# Valhalla Distortion pots issue



## fuzzydunlop (Mar 8, 2019)

I've finished building a Valhalla distortion, and while it works (and sounds awesome), the pots don't work as they should.
Volume, Gain and Deep seem to work fine. The Treble pot affects the volume, Mid and Bass knobs don't do anything at all, and Presence seems to affect the mids.
Where did I go so wrong? Any ideas? Thanks.


----------



## zgrav (Mar 8, 2019)

presence may be working as intended, since that is more or less a mid-boost that comes after the other three tone controls in the circuit.   look at the circuit diagram and check all of the part values for the three tone controls.  your treble pot may be passing too many frequencies for the other two controls to do anything.  make sure the values for c13 and c14 are right, then double check your pot values, c15 and r17.  if the parts are all correct, touch up the solder where they connect to the pcb.  if that does not work, post pics of the front and back of your pcb.


----------



## Robert (Mar 8, 2019)

Pics will definitely help.   Could be a solder splash or some other kind of short around the tone stack.

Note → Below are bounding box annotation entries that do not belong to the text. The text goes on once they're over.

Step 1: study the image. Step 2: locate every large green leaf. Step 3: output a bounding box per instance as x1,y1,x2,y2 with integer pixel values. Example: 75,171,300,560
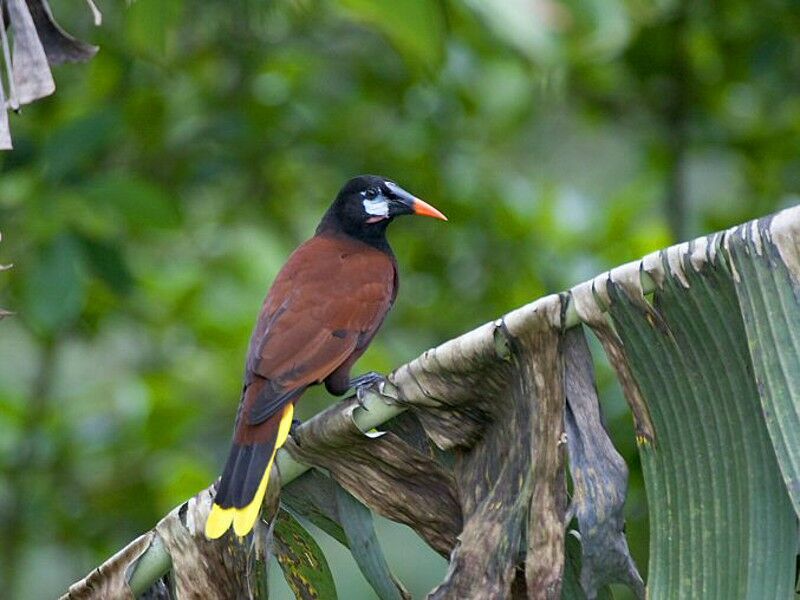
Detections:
282,470,409,600
728,216,800,516
608,237,797,600
273,509,336,600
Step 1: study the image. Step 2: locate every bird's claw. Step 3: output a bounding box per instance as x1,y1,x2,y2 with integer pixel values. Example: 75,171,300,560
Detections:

For example if lug 1 of the Treble pot was shorted to ground it would behave like a volume control _and_ affect the functionality of the Bass / Mid controls.


----------



## fuzzydunlop (Mar 8, 2019)

Hey guys. I checked what you suggested. Turns out it was the legs of the 10u cap at C17 that were making contact. Don't know why I didn't see it before, so obvious. Anyway at least its working now.

Thanks for taking the time to reply, really appreciate the help.


----------